In this article, we’ll look at how to use join on more than two tables and aggregate the result using the function STRING_AGG() in Microsoft SQL Server.

If you don’t know about Microsoft SQL Server, I’ll briefly explain to you what it is😃. Let's get started.

What is Microsoft SQL Server?

Microsoft SQL Server is a Relational Database Management System that revolutionized how businesses handle data. It helps you store and manage data.

If you’re familiar with other relational database management systems such as MySQL or PostgreSQL, then picking up Microsoft SQL Server should be pretty easy.

I’m running on the default instance of SQL server.

Now, let’s consider a problem.

The Problem: How to Get Employee Details and Projects

Let’s say we have three tables, namely Employee, Project, and EmployeeProject. The below image is the relational database design:

msssql--1-
Figure 1: Relational Database Design for the problem

The problem is to get all the employee details and their corresponding projects.

Employee-1
Figure 2: Employee table
EmployeeProject-1
Figure 3: EmployeeProject table
Project1
Figure 4: Project table

Things to consider: not all the employees from table Employee mapped with table EmployeeProject and not all the projects in table Project mapped with table EmployeeProject .

Our main goal is to retrieve all the employee details from table Employee whether they are mapped with EmployeeProject or not.

We can try to solve this problem by using joins. As you can see, we have to join three tables in order to solve this problem. First, we need to join tables Employee and EmployeeProject . Then we'll join the resulting table with Project .

Let’s go through some scenarios to solve this problem.

Solution #1: Use Inner Join

Let’s go with INNER JOIN everywhere!

SELECT e.Id, e.FirstName, e.LastName, e.Designation, e.City, ep.ProjectId 
FROM Employee AS e INNER JOIN EmployeeProject AS ep 
ON e.Id = ep.EmployeeId

This will give us:

innerjoin1
Figure 5

Let’s think of the above table as Employee-EmployeeProject . It contains all the employee details as well as their corresponding project ids.

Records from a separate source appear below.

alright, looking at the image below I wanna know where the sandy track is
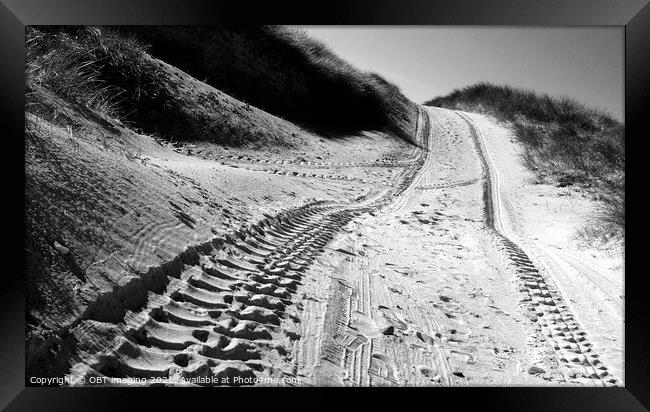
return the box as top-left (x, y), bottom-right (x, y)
top-left (292, 107), bottom-right (621, 386)
top-left (64, 106), bottom-right (621, 387)
top-left (459, 111), bottom-right (623, 384)
top-left (457, 111), bottom-right (619, 386)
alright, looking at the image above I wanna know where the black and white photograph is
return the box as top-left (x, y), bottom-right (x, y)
top-left (23, 24), bottom-right (627, 389)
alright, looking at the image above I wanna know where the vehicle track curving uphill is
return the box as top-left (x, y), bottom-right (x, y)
top-left (457, 111), bottom-right (618, 387)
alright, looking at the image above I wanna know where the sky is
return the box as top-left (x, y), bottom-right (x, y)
top-left (293, 27), bottom-right (624, 120)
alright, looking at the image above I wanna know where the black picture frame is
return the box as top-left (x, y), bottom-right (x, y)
top-left (3, 0), bottom-right (647, 410)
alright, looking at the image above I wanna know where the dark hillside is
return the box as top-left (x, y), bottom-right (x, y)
top-left (118, 26), bottom-right (418, 141)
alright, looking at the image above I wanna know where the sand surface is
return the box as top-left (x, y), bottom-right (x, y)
top-left (35, 106), bottom-right (621, 387)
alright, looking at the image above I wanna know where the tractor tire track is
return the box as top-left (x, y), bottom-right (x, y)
top-left (66, 108), bottom-right (431, 386)
top-left (213, 154), bottom-right (417, 169)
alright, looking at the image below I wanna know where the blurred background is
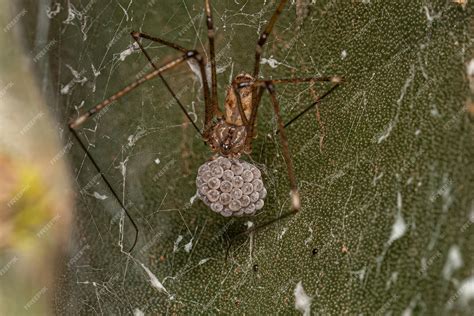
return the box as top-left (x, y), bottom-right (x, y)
top-left (0, 0), bottom-right (473, 315)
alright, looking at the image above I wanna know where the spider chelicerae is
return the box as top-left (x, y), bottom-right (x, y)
top-left (69, 0), bottom-right (343, 252)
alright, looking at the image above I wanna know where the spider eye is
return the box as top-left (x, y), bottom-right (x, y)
top-left (222, 143), bottom-right (231, 151)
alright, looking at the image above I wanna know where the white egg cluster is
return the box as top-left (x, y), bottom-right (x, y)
top-left (196, 156), bottom-right (266, 216)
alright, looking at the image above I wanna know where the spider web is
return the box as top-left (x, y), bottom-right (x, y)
top-left (17, 0), bottom-right (474, 314)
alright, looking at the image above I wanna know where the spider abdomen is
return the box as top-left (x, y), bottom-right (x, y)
top-left (224, 73), bottom-right (254, 126)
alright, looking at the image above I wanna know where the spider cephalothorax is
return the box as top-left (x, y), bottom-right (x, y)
top-left (207, 120), bottom-right (248, 157)
top-left (206, 73), bottom-right (255, 157)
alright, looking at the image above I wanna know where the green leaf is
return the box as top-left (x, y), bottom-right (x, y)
top-left (16, 0), bottom-right (474, 314)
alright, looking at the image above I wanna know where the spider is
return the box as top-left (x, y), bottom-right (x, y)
top-left (69, 0), bottom-right (343, 252)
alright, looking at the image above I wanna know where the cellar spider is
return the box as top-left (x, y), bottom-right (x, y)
top-left (69, 0), bottom-right (343, 252)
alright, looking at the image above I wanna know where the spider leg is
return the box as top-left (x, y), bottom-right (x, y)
top-left (240, 75), bottom-right (342, 151)
top-left (130, 31), bottom-right (217, 136)
top-left (265, 76), bottom-right (344, 128)
top-left (264, 82), bottom-right (300, 211)
top-left (243, 85), bottom-right (264, 153)
top-left (69, 53), bottom-right (196, 128)
top-left (281, 79), bottom-right (342, 129)
top-left (250, 0), bottom-right (289, 142)
top-left (239, 76), bottom-right (344, 130)
top-left (68, 53), bottom-right (200, 252)
top-left (231, 209), bottom-right (297, 240)
top-left (229, 83), bottom-right (300, 241)
top-left (69, 127), bottom-right (139, 253)
top-left (232, 83), bottom-right (249, 126)
top-left (253, 0), bottom-right (289, 79)
top-left (231, 77), bottom-right (343, 239)
top-left (253, 76), bottom-right (343, 86)
top-left (130, 33), bottom-right (202, 136)
top-left (204, 0), bottom-right (219, 113)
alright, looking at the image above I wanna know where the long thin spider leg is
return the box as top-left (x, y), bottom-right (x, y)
top-left (283, 82), bottom-right (342, 129)
top-left (131, 31), bottom-right (217, 136)
top-left (131, 31), bottom-right (187, 53)
top-left (130, 33), bottom-right (202, 136)
top-left (265, 82), bottom-right (300, 211)
top-left (70, 53), bottom-right (195, 128)
top-left (250, 0), bottom-right (288, 130)
top-left (239, 76), bottom-right (342, 150)
top-left (229, 83), bottom-right (300, 243)
top-left (238, 76), bottom-right (343, 88)
top-left (70, 127), bottom-right (139, 252)
top-left (253, 0), bottom-right (289, 78)
top-left (232, 209), bottom-right (296, 239)
top-left (230, 77), bottom-right (344, 240)
top-left (244, 86), bottom-right (264, 152)
top-left (236, 76), bottom-right (343, 130)
top-left (204, 0), bottom-right (219, 112)
top-left (232, 83), bottom-right (249, 126)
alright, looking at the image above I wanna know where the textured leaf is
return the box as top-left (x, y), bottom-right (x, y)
top-left (15, 0), bottom-right (474, 314)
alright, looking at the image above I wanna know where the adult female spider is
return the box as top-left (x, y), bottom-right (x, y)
top-left (69, 0), bottom-right (342, 251)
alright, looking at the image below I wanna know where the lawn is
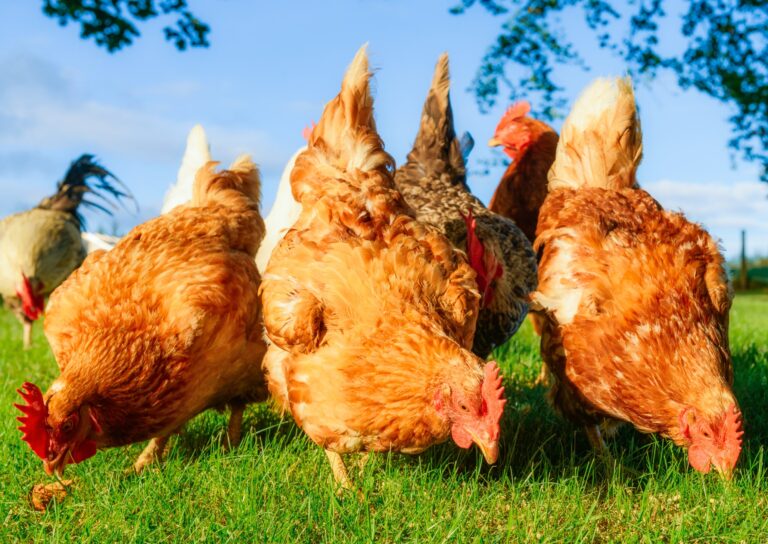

With the help of Employee-EmployeeProject, we’ll be able to access the Project table. Let’s do that:

SELECT abc.FirstName, abc.LastName, abc.City, abc.Designation, p.Name AS Project FROM Project AS p 
INNER JOIN
(SELECT e.Id, e.FirstName, e.LastName, e.Designation, e.City, ep.ProjectId
FROM Employee AS e INNER JOIN EmployeeProject AS ep
ON e.Id = ep.EmployeeId) AS abc 
ON p.Id = abc.ProjectId

Output:

innerjoin2
Figure 6

Great! 😃 Now we are able to retrieve employee details as well as their corresponding projects. But our main goal is missing (that is, to get all the employee details) as we’re missing Sophia Ashley’s details.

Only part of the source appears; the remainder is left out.